The one-atom thick filaments suspended above the chip substrate heated up to 2,500°C, producing bright visible light.
“We've created what is essentially the world's thinnest light bulb,' said James Hone, Professor of Mechanical Engineering at Columbia University and co-author of the study. “This new type of 'broadband' light emitter can be integrated in to chips and will pave the way towards the realisation of atomically thin, flexible and transparent displays and graphene-based on-chip optical communications.”
Creating light in small structures on the surface of a chip is crucial for developing fully integrated photonic circuits that do with light what is now done with electric currents in semiconductor integrated circuits.
The development of such technology has so far been limited precisely by the problem of creating an efficient on-chip light source.
As light bulb filaments need to be extremely hot in order to glow in a visible spectrum, metal wires thin enough to fit on a chip have not been able to withstand such a thermal load.
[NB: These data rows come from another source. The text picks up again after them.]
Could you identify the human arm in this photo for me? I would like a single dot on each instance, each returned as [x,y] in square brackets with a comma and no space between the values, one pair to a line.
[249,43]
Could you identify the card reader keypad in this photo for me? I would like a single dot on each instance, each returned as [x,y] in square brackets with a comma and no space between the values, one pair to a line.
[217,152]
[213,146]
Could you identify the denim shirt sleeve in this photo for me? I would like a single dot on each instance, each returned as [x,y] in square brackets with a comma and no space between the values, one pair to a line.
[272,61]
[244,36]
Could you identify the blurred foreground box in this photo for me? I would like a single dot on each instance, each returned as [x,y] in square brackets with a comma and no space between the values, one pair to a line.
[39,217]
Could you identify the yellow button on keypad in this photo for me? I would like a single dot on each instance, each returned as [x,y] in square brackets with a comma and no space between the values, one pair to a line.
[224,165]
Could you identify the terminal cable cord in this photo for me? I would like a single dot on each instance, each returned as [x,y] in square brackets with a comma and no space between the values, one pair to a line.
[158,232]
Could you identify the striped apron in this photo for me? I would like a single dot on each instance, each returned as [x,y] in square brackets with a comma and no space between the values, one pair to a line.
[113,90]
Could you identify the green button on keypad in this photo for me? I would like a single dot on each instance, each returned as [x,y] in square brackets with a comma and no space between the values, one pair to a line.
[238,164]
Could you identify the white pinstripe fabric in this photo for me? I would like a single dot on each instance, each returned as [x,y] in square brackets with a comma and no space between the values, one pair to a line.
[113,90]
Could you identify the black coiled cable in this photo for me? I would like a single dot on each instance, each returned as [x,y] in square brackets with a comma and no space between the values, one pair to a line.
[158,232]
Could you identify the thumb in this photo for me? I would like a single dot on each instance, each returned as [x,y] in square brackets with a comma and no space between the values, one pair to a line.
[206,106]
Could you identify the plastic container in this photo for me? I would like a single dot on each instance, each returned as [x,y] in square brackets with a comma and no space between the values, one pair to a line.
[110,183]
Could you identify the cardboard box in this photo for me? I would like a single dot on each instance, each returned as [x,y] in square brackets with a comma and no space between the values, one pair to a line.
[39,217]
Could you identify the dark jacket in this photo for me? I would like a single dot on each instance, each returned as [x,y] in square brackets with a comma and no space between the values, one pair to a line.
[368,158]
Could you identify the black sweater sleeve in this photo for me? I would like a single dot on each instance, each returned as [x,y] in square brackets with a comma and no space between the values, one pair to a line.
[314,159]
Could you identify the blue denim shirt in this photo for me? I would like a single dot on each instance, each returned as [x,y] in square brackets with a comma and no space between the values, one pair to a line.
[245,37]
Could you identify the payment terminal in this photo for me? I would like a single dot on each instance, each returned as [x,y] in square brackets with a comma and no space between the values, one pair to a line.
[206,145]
Moreover, the heat transfer from such a filament to its surroundings is extremely efficient at the microscale, which means the heat from the light would actually damage the chip.
The one atom-thick graphene filaments were able to solve both issues, surviving temperatures above 2,500°C as well as protect the surrounding substrate and electrodes from melting. The protection from melting is due to one intriguing property of graphene, which becomes a much poorer conductor of heat the hotter it gets. Eventually, the heat stays confined within a small spot in the centre.
“The visible light from atomically thin graphene is so intense that it is visible even to the naked eye, without any additional magnification,” said Young Duck Kim from the Columbia University School of Engineering, the lead author of the study.
The researchers found that the spectrum of the emitted light showed peaks at specific wavelengths, which the team discovered was due to interference between the light emitted directly from the graphene and light reflecting off the silicon substrate and passing back through the graphene.
“This is only possible because graphene is transparent, unlike any conventional filament, and allows us to tune the emission spectrum by changing the distance to the substrate,” explained Kim.
The team also demonstrated the scalability of their technique by creating large-scale arrays of chemical vapour-deposited graphene light emitters.
The group is currently working to further characterise the performance of these graphene-based light bulbs, trying to determine how fast they can be turned on and off to create 'bits' for optical communications.
Graphene was first isolated in 2003 by Manchester University researchers Konstantin Novoselov and Andre Geim and has been hailed for its out-of-this-world properties. Two hundred times stronger than steel and allowing electrons to travel across its surface two to three orders of magnitude faster than silicon, graphene is widely believed to be the next big thing in electronics. Geim and Novoselov were awarded the Nobel Prize in Physics for their discovery in 2010.